Partant de ce paradoxe, cette thèse retrace les
grandes questions juridiques, politiques et historiques liés à la
révision totale de la Constitution. Elle interroge le rôle prépondérant
joué par les experts à cette occasion, dont le rôle est à la croisée de
ces questions. Notre travail est structuré en deux parties : la
première est consacrée au cadre théorique de l’écriture
constitutionnelle et la seconde, au processus de révision totale
proprement dit. Après une introduction méthodologique, la première
partie décrit la notion d’écriture constitutionnelle, soit son objet,
ses modes ses normes et ses limites. Ensuite, elle retrace le long
cheminement historique du cadre juridique de la révision totale de la
Constitution du 29 mai 1874. La seconde partie de notre travail traite
de la révision de la Constitution du 29 mai 1874, en parlant des travaux
préliminaires, de la phase préparlementaire et des débats
parlementaires.
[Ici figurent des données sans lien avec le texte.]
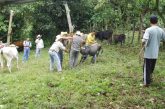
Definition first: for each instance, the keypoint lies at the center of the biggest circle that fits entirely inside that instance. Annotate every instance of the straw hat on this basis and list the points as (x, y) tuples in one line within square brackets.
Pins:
[(58, 37), (63, 33), (78, 33)]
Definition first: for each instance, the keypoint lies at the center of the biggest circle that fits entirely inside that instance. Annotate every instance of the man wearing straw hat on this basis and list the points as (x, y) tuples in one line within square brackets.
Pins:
[(77, 41), (39, 45), (151, 42), (53, 53), (60, 53)]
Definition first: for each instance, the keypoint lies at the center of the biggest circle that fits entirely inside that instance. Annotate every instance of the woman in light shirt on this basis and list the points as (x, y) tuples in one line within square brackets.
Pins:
[(39, 45)]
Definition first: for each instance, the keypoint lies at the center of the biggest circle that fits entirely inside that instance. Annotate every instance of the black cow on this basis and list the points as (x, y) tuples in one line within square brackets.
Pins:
[(105, 35), (119, 38)]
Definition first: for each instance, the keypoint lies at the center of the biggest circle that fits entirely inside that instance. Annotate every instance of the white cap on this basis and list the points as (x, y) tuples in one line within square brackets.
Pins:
[(78, 33), (39, 36), (63, 33), (58, 37)]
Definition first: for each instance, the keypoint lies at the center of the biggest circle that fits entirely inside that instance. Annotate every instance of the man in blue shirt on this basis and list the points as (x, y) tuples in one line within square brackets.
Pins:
[(151, 42)]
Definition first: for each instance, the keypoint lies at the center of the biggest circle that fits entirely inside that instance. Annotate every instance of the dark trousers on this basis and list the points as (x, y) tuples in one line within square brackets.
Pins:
[(148, 68), (60, 54)]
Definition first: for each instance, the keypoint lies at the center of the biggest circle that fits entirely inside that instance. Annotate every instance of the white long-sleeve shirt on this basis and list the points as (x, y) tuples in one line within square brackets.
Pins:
[(57, 46), (39, 43)]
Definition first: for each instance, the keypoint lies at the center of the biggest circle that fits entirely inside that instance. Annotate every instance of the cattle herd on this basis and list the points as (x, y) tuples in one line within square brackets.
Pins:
[(10, 52)]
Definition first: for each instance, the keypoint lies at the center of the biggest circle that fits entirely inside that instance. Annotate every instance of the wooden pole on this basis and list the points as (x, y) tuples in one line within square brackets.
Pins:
[(68, 17), (9, 28)]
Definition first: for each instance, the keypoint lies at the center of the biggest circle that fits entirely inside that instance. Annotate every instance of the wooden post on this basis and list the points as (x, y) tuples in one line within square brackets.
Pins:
[(68, 17), (9, 28)]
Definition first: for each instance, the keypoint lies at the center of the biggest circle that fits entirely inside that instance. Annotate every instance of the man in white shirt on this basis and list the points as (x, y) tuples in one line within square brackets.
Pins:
[(27, 45), (151, 41), (53, 53), (39, 45)]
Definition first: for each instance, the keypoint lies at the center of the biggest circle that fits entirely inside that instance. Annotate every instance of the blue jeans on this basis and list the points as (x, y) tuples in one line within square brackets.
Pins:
[(26, 53), (38, 52), (54, 57)]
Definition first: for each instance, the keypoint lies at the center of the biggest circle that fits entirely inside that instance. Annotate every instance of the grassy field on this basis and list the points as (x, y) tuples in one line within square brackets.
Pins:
[(112, 83)]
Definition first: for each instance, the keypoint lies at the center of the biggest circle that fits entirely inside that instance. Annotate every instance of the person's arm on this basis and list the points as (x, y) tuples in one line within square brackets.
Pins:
[(145, 38), (30, 44), (36, 41)]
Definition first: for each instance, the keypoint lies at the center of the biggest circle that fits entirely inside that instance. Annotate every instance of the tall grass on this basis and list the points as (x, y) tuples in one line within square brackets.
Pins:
[(113, 82)]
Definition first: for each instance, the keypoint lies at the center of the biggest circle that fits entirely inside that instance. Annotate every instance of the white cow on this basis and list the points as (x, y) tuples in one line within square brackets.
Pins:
[(8, 53)]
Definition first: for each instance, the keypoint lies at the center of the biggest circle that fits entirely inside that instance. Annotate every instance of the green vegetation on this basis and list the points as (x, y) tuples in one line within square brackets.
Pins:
[(113, 82)]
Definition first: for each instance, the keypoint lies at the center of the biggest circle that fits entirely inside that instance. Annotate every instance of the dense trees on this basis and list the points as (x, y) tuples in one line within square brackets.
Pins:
[(48, 17)]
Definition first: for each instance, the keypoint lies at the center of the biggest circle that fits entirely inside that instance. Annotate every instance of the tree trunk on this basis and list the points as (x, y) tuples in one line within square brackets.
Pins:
[(141, 27), (68, 17), (133, 32), (9, 28)]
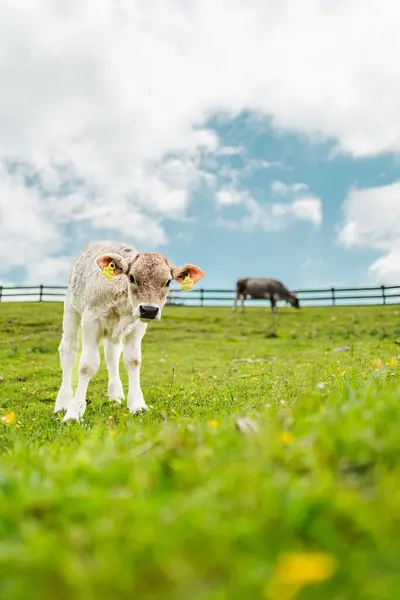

L’avancement des travaux d’écriture constitutionnelle
est présenté dans son contexte intellectuel, à savoir les débats en
doctrine autour de la révision totale. La conclusion de la thèse
commence par décrire l’épilogue des réformes initiées dans le cadre du
projet de révision totale (volets A, B et C). Ensuite, elle expose trois
résultats de notre recherche. Tout d’abord, le paradoxe qui veut qu’un
système juridiquement facile à réviser soit stable politiquement.
Ce
résultat est surprenant, car il renverse l’idée généralement reçue que
le droit stabilise le jeu politique. Ensuite, les liens matériels entre
droit et politique existant dans l’écriture constitutionnelle sont
exposés, en particulier la signification politique cachée derrière des
aspects de technique juridique comme la systématique, la densité
normative et le langage constitutionnel. Finalement, les liens
personnels entre droit et politique, à savoir le rôle joué par les
experts est questionné. Les recherches entreprises dans le cadre de ce
travail ont démontré le rôle de premier plan joué par les experts, et en
particulier l’expertise académique. Cet état de fait autorise deux
lectures diamétralement opposées. On peut voir la contribution de
l’expertise comme une confiscation du débat public, par une entreprise
de dépolitisation des travaux de révision totale. Au contraire,
l’assistance fournies par les experts peut aussi être appréciée comme
étant indispensable à la réussite de ces travaux.
Ne pouvant trancher
cette question, nous ne pouvons que laisser le débat ouvert, en renvoyer
le lecteur à sa propre appréciation. Nous nous réjouissons d’ores et
déjà de tout commentaire sur ce travail et sur cette problématique en
particulier par courriel (olivier.bigler@unine.ch).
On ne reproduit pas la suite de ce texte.